HLA B and HLA DR). One proposal is that the primary susceptibility

locus is the MICA (MHC-class I chain-like A) locus, which may be

important in regulating NK and NK/T cell function [3]. This proposal

favours the possibility that relative differences in the regulation

of innate immunity may provide an immune response profile favourable

for the genesis of PSC and this may suggest PSC is an infectious as

opposed to an autoimmune disease. Though the distinction may be

academic as infectious agents may also trigger latent autoimmunity

in a susceptible host.

[3]. That there are multiple susceptibility alleles on each

haplotype. Conceptually this may explain some of the phenotypic

variation in PSC with different risk haplotypes promoting different

immune response profiles each having different downstream

consequences. In this regard it is important to note the central

role played by NK cells in tumour surveillance and consider the

hypothesis that possession of specific MICA alleles may be

permissive for tumour development. It is also important to note

that there are marked differences in the HLA associations in

patients with and without IBD.

Aside from these MHC haplotypes there are many other potential

candidate PSC promoting alleles in the human genome. There are

currently three major areas of interest. First, many investigators

have sought to identify defects in molecular transporters in PSC

patients. Most studies have been negative [4]. Though there is

some (albeit controversial) suggestion of a relationship between PSC

and mutations in the Cystic Fibrosis gene - CFTR. Second, PSC is

essentially a fibrogenic disease and inherited variation in genes

controlling matrix metabolism have identified some interesting

associations, most notably with the matrix metalloproteinase-3 (MMP3)

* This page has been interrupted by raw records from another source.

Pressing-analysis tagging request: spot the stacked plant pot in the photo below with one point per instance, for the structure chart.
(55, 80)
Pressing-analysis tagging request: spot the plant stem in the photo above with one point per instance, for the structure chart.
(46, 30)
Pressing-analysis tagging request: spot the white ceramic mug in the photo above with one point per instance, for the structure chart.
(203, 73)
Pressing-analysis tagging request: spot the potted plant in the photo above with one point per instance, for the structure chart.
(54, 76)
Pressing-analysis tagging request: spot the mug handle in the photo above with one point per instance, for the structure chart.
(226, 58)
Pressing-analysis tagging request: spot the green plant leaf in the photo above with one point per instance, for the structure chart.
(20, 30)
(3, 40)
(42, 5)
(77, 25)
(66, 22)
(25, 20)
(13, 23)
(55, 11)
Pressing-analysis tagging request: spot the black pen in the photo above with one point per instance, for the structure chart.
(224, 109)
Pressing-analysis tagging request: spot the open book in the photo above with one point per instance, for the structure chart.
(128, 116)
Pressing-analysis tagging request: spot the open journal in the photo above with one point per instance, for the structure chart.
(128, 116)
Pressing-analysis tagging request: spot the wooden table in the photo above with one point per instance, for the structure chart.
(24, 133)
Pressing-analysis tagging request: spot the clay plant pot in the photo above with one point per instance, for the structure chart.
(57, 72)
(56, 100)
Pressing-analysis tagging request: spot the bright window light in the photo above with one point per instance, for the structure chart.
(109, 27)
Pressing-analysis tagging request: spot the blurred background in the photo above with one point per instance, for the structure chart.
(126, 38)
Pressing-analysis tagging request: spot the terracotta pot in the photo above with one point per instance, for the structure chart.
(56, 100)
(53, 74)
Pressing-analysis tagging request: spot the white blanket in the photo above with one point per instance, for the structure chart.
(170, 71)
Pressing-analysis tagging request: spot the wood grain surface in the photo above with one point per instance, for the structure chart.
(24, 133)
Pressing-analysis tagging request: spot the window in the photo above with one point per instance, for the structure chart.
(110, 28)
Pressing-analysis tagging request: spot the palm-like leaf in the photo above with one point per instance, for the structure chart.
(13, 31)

locus. Fibrosis is a common pathway in disease and therefore any

genetic any association with such genes is unlikely to be disease

specific [5]. Third, the majority of PSC patients have IBD, and

considerable progress has been made in the search for IBD alleles.

It is very likely that one or more of these IBD allleles will be

implicated in the pathogenesis of PSC [2].

In terms of the basic concepts in PSC these are very exciting times.

Genetic data are beginning to inform both pathogenesis and prognosis

in other related diseases (especially in Crohn's disease). The hope

is that this type of information will be applicable to understanding

the aetiology of PSC and its many phenotypic characteristics. In

diseases like PSC genetics offers one of the best options for

understanding disease pathogenesis – but it is not the only option.

The advantage of this approach is that whilst pathology progresses,

changing with time, the patient's genes do not change (in this

context) offering a timeless window into disease pathology.

Table 1: The principle HLA haplotypes in PSC.2, 3

Haplotype Odds Ratio

B8-TNFA*2-MICA*008-DRB3*0101-DRB1*0301-DQA1*0501-DQB1*0201 2.69

DRB3*0101-DRB1*1301-DQA1*0103-DQB1*0603 3.8

DRB5*0101-DRB1*1501-DQA1*0102-DQB1*0602 1.52

DRB4*-DRB1*04-DQA1*0301-DQB1*0302 0.26

DRB4*-DRB1*0701-DQA1*0201-DQB1*0303 0.15

MICA*002 0.12

References:

1. son PT. Gut 2004; 53: 599-608.

2. son PT, Norris S. Autoimmunity 2002; 35: 555-564.

3. Norris et al., Gastroenterology 2001; 120: 1475-1482.

4. i-Magnus C et al., Hepatology 2004; 39: 779-791.

5. Satsangi et al., Gastroenterology 2001; 121: 124-130.